School of Computer Science and Technology, Dalian University of Technology, Dalian 116024, China.
School of Computer Science and Technology, Dalian University of Technology, Dalian 116024, China.
J Biomed Inform. 2022 Jan;125:103956. doi: 10.1016/j.jbi.2021.103956. Epub 2021 Nov 27.
Extracting entities and their relations from unstructured literature to form structured triplets is essential for biomedical knowledge extraction.
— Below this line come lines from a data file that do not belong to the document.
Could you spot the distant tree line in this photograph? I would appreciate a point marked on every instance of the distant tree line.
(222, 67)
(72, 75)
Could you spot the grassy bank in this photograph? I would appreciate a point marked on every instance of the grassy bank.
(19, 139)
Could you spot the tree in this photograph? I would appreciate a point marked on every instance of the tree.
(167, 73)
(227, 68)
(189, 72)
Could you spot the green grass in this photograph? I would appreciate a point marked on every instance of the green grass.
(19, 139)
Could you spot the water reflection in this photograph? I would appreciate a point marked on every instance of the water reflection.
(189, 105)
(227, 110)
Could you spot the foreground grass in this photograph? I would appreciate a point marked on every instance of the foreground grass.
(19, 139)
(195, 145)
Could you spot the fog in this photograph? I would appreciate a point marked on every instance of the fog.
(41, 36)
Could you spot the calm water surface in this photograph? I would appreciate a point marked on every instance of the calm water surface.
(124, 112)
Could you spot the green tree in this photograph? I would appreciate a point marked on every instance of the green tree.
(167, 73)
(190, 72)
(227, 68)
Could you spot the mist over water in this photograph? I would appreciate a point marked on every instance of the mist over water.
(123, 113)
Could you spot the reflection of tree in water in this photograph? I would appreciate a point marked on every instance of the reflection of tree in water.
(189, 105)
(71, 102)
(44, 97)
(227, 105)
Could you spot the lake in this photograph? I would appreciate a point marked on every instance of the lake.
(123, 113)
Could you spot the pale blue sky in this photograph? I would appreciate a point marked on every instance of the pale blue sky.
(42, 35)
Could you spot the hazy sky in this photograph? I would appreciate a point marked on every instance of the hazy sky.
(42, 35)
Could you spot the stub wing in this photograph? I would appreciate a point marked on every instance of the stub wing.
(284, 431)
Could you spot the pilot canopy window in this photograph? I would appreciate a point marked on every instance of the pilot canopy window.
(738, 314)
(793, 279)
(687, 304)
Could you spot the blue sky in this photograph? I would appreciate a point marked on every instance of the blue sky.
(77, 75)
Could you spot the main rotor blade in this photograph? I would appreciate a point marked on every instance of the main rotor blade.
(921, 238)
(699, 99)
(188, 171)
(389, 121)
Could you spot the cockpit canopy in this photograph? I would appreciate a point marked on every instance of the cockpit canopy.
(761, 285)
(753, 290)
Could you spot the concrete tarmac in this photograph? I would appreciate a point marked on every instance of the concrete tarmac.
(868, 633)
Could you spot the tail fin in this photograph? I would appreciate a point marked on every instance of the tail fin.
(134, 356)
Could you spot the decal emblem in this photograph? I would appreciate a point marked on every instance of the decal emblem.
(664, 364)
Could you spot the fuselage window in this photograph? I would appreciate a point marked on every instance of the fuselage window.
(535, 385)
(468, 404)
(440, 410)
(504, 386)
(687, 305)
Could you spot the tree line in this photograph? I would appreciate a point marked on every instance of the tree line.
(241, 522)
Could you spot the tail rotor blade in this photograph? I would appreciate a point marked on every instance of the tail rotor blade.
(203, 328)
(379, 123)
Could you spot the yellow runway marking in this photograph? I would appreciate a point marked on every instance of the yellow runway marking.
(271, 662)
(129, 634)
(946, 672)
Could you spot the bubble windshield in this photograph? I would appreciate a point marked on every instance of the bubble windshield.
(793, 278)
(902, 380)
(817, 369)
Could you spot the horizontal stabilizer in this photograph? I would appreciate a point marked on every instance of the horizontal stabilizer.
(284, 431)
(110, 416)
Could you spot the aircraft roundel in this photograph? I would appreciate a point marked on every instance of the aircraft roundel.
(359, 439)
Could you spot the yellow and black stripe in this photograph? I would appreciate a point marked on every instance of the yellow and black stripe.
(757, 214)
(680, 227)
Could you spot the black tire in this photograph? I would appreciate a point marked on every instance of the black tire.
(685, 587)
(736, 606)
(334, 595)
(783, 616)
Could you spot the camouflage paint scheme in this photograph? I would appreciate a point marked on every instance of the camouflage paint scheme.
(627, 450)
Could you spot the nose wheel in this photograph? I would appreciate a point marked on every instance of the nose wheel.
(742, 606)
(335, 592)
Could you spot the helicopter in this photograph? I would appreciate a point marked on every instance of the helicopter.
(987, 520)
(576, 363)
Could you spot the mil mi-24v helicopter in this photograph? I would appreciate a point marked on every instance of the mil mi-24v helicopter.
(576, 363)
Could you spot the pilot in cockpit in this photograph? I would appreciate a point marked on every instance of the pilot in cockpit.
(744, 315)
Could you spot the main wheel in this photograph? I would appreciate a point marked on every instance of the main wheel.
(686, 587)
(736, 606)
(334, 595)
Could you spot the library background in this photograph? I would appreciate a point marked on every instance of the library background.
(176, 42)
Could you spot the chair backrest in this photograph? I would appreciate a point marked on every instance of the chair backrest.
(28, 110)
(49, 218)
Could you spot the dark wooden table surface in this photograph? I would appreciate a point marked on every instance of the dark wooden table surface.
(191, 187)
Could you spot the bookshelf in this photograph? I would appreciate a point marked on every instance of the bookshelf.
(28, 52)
Because sentences in biomedical datasets usually have many special overlapping triplets, it is difficult to use previous work to extract these triplets effectively. In this work, we propose a novel tagging strategy to achieve joint extraction in the machine reading comprehension framework. On the one hand, our method uses Query in the machine reading comprehension framework to introduce the information of the specific relation. On the other hand, our method introduces a tagging strategy for overlapping triplets in the biomedical domain. We use CHEMPROT and DDIExtraction2013 datasets to evaluate our method. The experimental results demonstrate that our proposed method can enhance the model's ability to deal with overlapping triplets, improving extraction performance.
从非结构化文献中提取实体及其关系以形成结构化三元组对于生物医学知识提取至关重要。由于生物医学数据集的句子通常具有许多特殊的重叠三元组,因此很难使用以前的工作来有效地提取这些三元组。在这项工作中,我们提出了一种新的标记策略,以在机器阅读理解框架中实现联合提取。一方面,我们的方法在机器阅读理解框架中使用 Query 引入特定关系的信息。另一方面,我们的方法在生物医学领域引入了重叠三元组的标记策略。我们使用 CHEMPROT 和 DDIExtraction2013 数据集来评估我们的方法。实验结果表明,我们提出的方法可以增强模型处理重叠三元组的能力,从而提高提取性能。